On a recent October morning, an hour or so before sunrise, I awakened to a rumbling noise that increased during a few seconds’ time to a loud roar. My first reaction: military planes; another attack! Jumping up and looking out the already open window, I saw only the stars, bright and shining in the clear night sky, and heard only the diminishing sound of whatever had been overhead as it moved westward across the Rockies.
I stood for several minutes, first experiencing that sick sensation I remembered from September 11 nine years ago, and then an unexplained, unusual calmness.
Later that day, as sunshine brightened the last of our fall gold, I questioned what had so effectively erased my feelings of alarm. The answer has everything to do with the national holiday we are observing today.
Our veterans understand what we civilians can only wonder about.
They place a higher value than the rest of us upon going to sleep at night and awakening each morning without fear. I doubt whether a day passes that our veterans do not think of the responsibility they once assumed.
On Nov. 11, we ask ourselves as a nation to pause, consider what they have given us, and to offer one day of recognition to those who have helped ensure the peacefulness and freedom we enjoy.
Most of the time we may not even realize that an acquaintance has once held a front-line post during wartime. However, where I live, we know our neighbors.
The former rancher and his wife who recently celebrated 60 years of marriage live with his memories of a place in Germany called Dachau, his unit having been among the first U.S. Army troops to penetrate that hellhole.
One of the people I usually see at the Post Office served in the Air Force during the Korean War. After completing that tour of duty and 36 more years with the National Security Agency, the pilot moved to Steamboat Springs with his wife. His deep-voiced hello never fails to prompt a smile.

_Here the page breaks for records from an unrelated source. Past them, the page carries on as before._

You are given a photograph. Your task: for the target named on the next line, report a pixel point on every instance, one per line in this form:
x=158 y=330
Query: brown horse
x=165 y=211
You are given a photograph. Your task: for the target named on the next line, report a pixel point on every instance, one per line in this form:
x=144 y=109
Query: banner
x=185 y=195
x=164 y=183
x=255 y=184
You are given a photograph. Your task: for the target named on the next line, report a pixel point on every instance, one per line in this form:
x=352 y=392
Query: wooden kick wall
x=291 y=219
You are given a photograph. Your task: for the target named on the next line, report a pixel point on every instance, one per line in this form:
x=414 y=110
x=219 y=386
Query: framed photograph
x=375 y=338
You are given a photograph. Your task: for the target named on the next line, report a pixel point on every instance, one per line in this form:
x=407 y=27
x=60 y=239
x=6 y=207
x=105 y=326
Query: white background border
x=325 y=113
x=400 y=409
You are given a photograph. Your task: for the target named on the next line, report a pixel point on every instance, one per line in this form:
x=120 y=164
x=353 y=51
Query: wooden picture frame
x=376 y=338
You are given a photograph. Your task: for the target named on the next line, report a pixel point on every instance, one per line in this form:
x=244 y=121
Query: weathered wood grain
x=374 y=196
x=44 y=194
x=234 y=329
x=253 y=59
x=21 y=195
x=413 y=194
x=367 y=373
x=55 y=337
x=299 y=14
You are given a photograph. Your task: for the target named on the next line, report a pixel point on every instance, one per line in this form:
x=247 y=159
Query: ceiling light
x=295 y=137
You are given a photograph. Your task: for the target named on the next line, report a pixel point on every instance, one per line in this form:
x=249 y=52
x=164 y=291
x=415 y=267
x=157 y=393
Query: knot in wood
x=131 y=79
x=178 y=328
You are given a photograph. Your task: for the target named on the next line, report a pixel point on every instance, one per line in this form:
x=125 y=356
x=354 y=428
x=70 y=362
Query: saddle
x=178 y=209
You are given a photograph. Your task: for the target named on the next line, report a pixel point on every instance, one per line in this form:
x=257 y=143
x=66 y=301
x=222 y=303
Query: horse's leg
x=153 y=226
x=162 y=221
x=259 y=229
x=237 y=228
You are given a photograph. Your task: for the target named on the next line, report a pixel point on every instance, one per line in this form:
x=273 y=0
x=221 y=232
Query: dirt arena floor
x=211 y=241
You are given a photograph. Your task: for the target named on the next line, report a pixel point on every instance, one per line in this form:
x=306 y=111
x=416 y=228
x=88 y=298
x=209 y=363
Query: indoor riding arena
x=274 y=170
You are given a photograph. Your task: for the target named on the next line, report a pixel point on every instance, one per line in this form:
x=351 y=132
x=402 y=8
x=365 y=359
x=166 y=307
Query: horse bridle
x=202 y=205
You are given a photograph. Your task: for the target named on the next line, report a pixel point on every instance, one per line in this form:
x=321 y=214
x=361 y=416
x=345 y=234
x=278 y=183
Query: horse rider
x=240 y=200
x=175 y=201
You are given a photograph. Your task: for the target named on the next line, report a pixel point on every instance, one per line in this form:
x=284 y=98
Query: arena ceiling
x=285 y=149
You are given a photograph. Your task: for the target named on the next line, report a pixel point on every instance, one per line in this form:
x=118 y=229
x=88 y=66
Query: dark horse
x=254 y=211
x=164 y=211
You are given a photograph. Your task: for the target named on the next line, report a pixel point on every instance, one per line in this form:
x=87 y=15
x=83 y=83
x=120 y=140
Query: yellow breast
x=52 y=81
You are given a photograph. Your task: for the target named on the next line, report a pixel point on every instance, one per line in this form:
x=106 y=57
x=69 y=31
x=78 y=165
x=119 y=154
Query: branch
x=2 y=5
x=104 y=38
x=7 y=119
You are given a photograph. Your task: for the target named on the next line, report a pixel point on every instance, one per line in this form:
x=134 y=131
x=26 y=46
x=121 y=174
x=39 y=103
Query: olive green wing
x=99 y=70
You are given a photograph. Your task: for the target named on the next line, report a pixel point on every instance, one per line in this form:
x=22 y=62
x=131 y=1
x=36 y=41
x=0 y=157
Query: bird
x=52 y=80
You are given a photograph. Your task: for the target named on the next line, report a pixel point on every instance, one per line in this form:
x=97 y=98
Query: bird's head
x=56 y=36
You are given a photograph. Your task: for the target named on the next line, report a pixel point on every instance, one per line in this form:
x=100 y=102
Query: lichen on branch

At the library I share a table with a long-haired Marine who worked as radar technician in Vietnam. Yet another Marine who operated ground radar in the DMZ that separated North from South is among the first to call when a friend we both care about needs help.
Whether newcomers or from longtime Routt County families, veterans are part of my life.
Boys who grew up on ranches left for Vietnam. One, a Navy River Rat, pursued VCs; another worked as Army forward observer. They returned home to find their town had changed as much as they had. Now, some 30 years later, their children are stacking hay, not, as their fathers did, with horses, but with powerful Ford and New Holland tractors.
From a different kind of war and to a different welcome, the next generation of veterans returned. Kids I knew as school children when I moved to Routt County almost 30 years ago came home from Desert Storm, honored heroes in the parade down Lincoln Avenue. And the scrawny teenager who loaned amateur me his best fishing pole has served three tours in Iraq, a proud and brawny Marine.
“Do you appreciate how good we have it?” one old seaman remarked, when I spoke of my reaction to the unexpected roar of planes overhead. “All of us, here in America, Colorado, Routt County . . . “
He didn’t have to say more. I felt again that unexplained calmness I had experienced at my open window a few nights earlier.
Today is Veterans Day. Let us join in saying “thank you.”
Harriet Freiberger has lived in the Elk River Valley since 1982.